The Reverse Beacon Network uses software-defined radio receivers running automated CW and RTTY decoders (skimmers) to report signals heard from transmitting stations. Unlike WSPR, RBN spots real operators making real contacts — a spot means a human operator sent a CQ or contest exchange that a skimmer decoded with sufficient signal strength to copy.

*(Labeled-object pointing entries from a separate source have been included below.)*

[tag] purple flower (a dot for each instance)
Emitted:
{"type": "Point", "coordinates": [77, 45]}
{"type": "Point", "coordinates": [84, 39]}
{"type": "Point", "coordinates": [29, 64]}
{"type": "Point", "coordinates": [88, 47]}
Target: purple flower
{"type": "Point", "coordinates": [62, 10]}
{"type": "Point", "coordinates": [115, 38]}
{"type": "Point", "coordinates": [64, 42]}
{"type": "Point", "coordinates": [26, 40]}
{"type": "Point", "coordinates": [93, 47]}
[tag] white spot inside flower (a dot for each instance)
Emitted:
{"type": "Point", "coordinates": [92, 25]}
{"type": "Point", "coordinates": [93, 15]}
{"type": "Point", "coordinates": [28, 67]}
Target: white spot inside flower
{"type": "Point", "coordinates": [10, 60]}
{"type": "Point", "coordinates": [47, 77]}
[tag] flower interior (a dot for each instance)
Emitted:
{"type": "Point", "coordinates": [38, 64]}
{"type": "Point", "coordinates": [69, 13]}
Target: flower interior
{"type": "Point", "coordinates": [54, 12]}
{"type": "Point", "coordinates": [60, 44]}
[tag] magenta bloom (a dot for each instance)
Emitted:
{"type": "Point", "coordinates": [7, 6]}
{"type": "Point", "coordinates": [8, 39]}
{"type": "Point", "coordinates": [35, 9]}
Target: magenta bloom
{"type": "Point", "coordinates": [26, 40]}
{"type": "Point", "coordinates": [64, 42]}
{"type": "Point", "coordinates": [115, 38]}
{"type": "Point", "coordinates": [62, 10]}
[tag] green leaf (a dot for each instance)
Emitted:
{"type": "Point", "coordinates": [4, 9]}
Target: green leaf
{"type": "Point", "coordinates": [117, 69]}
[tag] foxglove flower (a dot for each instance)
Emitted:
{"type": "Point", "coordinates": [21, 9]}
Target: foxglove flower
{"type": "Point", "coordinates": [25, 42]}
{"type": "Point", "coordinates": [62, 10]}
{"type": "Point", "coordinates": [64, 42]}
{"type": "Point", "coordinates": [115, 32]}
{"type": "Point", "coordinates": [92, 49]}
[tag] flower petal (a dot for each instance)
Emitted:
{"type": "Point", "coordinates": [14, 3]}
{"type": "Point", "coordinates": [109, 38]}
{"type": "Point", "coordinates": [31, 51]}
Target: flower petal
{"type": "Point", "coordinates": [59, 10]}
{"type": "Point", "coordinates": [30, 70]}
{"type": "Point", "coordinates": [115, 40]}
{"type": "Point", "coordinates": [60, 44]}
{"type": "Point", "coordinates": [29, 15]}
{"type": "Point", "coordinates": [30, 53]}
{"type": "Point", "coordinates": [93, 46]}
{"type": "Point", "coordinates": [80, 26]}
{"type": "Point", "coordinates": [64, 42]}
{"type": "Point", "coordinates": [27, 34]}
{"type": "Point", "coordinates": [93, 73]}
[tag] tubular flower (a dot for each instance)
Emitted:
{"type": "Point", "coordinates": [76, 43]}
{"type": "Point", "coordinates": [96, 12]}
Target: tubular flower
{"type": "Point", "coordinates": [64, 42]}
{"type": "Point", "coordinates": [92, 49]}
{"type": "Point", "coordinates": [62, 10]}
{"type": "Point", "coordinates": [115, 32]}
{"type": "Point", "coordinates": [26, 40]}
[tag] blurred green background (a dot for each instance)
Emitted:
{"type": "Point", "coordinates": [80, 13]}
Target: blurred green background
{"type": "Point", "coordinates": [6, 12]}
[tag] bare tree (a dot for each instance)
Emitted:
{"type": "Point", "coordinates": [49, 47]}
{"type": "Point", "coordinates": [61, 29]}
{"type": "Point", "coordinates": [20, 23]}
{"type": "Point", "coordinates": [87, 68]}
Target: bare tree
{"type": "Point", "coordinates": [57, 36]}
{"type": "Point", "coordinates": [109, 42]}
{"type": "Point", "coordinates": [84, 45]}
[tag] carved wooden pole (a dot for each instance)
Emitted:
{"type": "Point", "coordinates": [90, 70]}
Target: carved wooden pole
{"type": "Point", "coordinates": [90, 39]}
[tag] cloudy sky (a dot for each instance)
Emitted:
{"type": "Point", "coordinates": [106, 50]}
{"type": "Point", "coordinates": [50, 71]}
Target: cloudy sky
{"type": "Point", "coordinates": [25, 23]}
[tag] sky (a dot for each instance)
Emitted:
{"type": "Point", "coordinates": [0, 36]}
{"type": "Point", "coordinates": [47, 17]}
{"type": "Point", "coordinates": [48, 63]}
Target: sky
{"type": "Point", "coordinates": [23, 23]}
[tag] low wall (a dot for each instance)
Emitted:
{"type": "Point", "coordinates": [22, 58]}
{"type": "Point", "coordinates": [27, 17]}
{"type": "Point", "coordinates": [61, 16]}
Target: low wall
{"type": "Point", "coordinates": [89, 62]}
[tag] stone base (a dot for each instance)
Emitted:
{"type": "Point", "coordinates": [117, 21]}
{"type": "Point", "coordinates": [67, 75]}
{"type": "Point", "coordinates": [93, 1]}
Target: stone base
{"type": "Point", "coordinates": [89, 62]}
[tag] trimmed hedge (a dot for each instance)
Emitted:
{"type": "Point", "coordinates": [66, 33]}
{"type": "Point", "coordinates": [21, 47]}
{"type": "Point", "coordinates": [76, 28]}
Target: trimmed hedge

RBN SNR represents what an automated receiver heard, not what a human ear can copy. SNR values are in the 8–29 dB range for the bulk of spots, well above the WSPR floor. This makes RBN the middle layer: above minimum-power beacons, below the contest-grade SSB ceiling.


Dataset Statistics

Metric Value
Total Rows (rbn.bronze) 2.28B
Date Range 2009-02-21 to 2026-04-05
Daily Spot Rate (recent) ~2M spots/day
Unique Transmitter Callsigns 2.1M
Unique Receiver Callsigns (skimmers) 3,062
Unique Grid Pairs 960K
Modes CW, RTTY, PSK31

Band Breakdown

Band Spots Pct of Total
160m 99.3M 4.35%
80m 290.8M 12.74%
40m 678.2M 29.7%
30m 112.8M 4.94%
20m 694.0M 30.4%
17m 59.3M 2.6%
15m 211.6M 9.27%
12m 16.3M 0.71%
10m 108.9M 4.77%

Data Quality Notes

  • Raw SNR range: up to 233 dB (skimmer AGC artifacts). rbn.signatures filters to -20 to 80 dB.
  • 30M spots (2009–2010) have empty tx_mode — RBN was CW-only then. These spots are included in signatures as CW.
  • 67.3M rows promoted to rbn.signatures after quality filtering and solar joining.
  • DXpedition paths (rare, high-value paths) identified separately in rbn.dxpedition_paths and rbn.dxpedition_signatures.